A photo-essay on the German capital in six parts.
6. Aus in Europa
The train from Vienna back to Berlin, on the morning before our flight home, ran a couple of hours late, and Jane and I ended up talking with the young Austrian couple sharing our carriage.
(In English, of course; in perfect English. Everywhere on the Continent I feel embarrassed by my monolingualism, that Australian cultural blind-spot. At a free film screening we attended in Vienna, an M.C. in his twenties took the stage to introduce what we were about to see. After a long introduction in German, he repeated it in excellent English, for which we tourists in the audience felt pathetically grateful. Then he repeated it again—in Italian. I thought of those parts of my brain storing the words to Bonnie Tyler's 'Total Eclipse of the Heart' when they could have been storing Italian or German. "If he starts speaking French," I whispered to Jane, "I'll scream.")
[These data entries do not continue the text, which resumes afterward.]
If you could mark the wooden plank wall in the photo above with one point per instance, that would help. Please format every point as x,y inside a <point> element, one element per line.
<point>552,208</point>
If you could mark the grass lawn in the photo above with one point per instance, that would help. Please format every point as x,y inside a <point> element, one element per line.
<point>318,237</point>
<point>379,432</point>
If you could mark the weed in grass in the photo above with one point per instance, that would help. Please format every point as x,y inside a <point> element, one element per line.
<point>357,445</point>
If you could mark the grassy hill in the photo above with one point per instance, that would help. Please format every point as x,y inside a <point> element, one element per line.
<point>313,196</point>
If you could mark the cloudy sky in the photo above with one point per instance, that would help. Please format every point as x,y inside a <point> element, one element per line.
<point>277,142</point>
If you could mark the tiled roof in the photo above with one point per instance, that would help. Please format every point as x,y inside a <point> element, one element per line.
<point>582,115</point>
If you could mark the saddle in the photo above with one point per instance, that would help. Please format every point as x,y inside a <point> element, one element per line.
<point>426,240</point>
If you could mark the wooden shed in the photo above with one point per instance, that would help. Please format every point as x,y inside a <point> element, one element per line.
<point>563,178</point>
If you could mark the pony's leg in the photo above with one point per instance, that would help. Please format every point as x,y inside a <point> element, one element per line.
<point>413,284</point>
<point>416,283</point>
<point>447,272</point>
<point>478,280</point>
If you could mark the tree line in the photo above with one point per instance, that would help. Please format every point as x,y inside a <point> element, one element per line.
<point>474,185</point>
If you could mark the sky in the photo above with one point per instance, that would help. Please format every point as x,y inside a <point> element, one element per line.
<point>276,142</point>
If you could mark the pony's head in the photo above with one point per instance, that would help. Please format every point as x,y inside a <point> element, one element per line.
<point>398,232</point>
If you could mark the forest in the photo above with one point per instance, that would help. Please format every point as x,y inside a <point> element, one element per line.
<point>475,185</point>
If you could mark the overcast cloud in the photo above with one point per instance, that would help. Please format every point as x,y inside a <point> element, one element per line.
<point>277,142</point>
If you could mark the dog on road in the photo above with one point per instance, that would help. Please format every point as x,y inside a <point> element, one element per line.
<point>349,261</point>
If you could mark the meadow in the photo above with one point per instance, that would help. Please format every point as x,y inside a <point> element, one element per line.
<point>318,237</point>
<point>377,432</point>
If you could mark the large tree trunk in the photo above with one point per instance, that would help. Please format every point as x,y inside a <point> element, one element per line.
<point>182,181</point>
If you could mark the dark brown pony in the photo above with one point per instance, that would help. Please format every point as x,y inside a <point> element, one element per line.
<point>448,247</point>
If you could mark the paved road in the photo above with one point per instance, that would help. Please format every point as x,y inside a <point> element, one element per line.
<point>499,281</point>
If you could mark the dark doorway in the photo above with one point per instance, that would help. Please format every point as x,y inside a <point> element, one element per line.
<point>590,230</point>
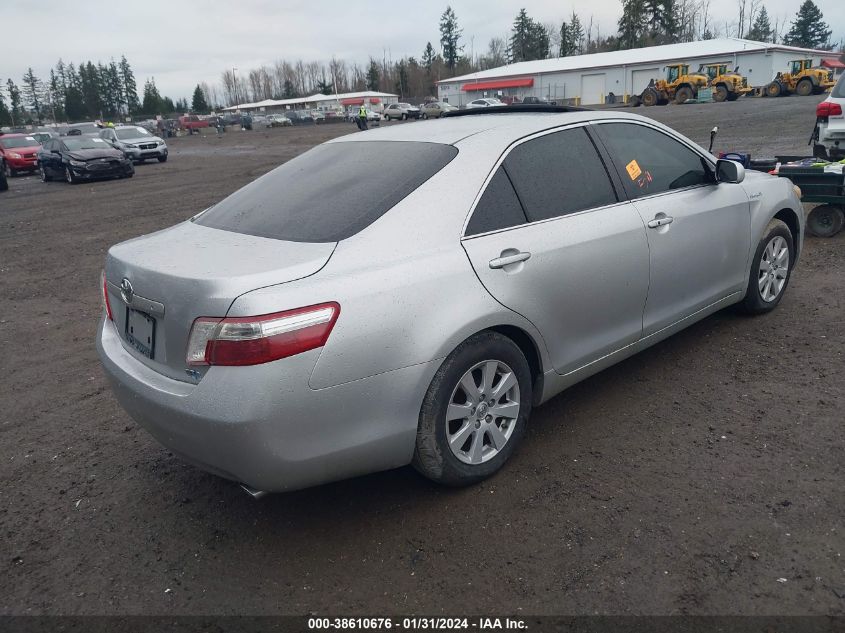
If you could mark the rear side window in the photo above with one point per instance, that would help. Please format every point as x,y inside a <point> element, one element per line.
<point>559,173</point>
<point>839,89</point>
<point>330,192</point>
<point>651,162</point>
<point>498,208</point>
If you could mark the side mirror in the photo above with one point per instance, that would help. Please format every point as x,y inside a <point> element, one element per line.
<point>729,171</point>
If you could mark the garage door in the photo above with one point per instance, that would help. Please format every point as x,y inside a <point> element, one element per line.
<point>592,89</point>
<point>641,78</point>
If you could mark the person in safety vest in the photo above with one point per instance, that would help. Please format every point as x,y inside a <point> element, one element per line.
<point>362,117</point>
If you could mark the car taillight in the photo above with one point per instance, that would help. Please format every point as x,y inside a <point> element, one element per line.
<point>106,303</point>
<point>260,339</point>
<point>828,108</point>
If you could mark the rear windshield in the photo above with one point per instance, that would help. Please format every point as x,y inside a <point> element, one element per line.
<point>839,88</point>
<point>330,192</point>
<point>18,141</point>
The guy on the train was a political science student, as I once was, and when he learned we were Australian asked us about Mr Howard's policies towards asylum-seekers (another embarrassment; I certainly couldn't name the Austrian premier). The conversation wandered from there to the European Union and its own concerns in that area; to the EU itself, the euro, and Austria's attitudes towards both, having joined the EU only in 1995; and to Austria's relationship with Germany. A little like Canada and America, I speculated. His descriptions of a strong trade relationship, a similar 10:1 population ratio, a 'little brother' feeling among Austrians and general indifference among Germans, all sounded familiar. There was the shared language, of course; and there was something else they shared.
"There is always this issue, in the background, of History," he said. The capital H was understood. This left-liberal twenty-year old, not even old enough to have sung 'turn around, bright eyes' in 1983, had grown up under that capital H; they all have.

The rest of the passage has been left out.